Nantucket adasını neredeyse yürüyerek dolaşmanız mümkün. Nantucket adı 16. yüzyıldan itibaren bölgede yaşadığı bilinen Wampanoag’ların dilinden geliyormuş, anlamı “çok uzaktaki ada” olduğu söyleniyor. Adaya ayak bastığınızda tipik Amerikan sayfiye evleri sizi karşılıyor.
Ada çok bakımlı, oldukça yeşil, istediğiniz gibi inşaat yapıp kafanıza göre mağaza açabildiğiniz yer değil. Zincir markalara izin verilmiyor. Tek istisna 6.5 milyon dolara bir bina alarak mağaza açan Ralph Lauren. Rivayete göre adada eskiden beri ev sahibi olduğu için bu izin verilmiş.

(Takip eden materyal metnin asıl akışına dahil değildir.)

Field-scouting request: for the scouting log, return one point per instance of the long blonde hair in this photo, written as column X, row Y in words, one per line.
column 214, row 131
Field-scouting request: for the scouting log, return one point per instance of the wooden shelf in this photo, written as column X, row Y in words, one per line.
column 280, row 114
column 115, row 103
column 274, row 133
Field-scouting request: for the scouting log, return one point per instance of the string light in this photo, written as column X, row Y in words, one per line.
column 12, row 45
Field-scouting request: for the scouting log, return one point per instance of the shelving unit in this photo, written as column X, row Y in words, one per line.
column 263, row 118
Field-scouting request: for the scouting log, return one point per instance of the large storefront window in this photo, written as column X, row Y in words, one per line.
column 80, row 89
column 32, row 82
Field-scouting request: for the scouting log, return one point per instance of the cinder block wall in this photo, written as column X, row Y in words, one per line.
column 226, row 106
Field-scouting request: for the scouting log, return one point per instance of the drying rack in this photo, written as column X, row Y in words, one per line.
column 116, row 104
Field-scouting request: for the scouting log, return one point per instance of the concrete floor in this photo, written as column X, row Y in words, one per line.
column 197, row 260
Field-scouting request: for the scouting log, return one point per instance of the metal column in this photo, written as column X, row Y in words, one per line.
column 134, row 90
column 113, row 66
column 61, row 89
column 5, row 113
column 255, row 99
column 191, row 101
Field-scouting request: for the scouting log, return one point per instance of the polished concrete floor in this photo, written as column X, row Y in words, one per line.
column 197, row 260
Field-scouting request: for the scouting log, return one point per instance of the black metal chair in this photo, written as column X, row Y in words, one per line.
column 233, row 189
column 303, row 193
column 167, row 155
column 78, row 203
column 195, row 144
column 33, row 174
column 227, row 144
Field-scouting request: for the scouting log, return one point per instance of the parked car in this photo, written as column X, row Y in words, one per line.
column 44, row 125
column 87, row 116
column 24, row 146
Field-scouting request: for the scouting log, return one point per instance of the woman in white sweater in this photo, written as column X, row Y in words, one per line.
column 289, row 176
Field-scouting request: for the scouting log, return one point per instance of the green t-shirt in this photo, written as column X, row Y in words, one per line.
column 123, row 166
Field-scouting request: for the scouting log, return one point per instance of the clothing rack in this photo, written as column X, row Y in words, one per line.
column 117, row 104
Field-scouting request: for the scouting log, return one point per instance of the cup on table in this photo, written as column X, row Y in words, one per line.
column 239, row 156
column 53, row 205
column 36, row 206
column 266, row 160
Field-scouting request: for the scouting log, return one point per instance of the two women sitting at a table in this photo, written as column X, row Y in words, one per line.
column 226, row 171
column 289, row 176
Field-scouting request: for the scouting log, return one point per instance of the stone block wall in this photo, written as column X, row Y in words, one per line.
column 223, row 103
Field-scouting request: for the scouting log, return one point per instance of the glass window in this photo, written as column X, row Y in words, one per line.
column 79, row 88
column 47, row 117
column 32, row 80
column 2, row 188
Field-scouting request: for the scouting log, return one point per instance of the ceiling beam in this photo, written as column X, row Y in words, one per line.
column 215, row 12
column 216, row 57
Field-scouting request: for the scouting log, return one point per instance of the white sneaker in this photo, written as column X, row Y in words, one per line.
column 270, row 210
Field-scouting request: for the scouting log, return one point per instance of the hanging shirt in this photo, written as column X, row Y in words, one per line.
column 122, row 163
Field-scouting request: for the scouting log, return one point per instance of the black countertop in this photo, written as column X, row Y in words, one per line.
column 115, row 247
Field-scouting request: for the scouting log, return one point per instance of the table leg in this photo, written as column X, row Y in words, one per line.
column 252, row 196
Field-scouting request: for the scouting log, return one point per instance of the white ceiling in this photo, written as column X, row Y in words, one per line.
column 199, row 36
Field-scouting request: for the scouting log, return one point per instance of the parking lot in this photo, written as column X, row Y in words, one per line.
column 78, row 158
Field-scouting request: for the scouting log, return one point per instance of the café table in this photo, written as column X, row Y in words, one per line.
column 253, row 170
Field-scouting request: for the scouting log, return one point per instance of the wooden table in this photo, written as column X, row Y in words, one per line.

Adanın merkezinde dükkanların çoğu yerel marka, ev aldığınızda da ada konseyinin oluşturduğu bir fona, evin fiyatının bir yüzdesini yatırıyorsunuz, o para da adanın yeşillenmesi ve bakımı için harcanıyor. Adada şu anda en düşük fiyatlı ev 2.5 milyon dolardan başlıyormuş.
Bir Nantucket klasiği ise aşağıda fotoğrafını koyduğum evin damındaki balkonlar. Bunların zamanında niye kullanıldığına dair iki görüş var. Bunların birincisi 19’uncu yüzyılda kadınlar sefere çıkan kocalarının gemilerinin dönüşünü bu balkonlara çıkıp gözlerlermiş. Zaman içinde seferden dönmeyen gemiciler için bu balkonlar Dul Balkonu olarak isimlendirilmiş. İkincisi ise o zamanlar çok sorun olan şömine bacalarının alev almasına yönelik olarak bacaların bakımı için yapıldıkları...
(https://www.wsj.com/articles/widows-walks-raise-the-roof-11614870923)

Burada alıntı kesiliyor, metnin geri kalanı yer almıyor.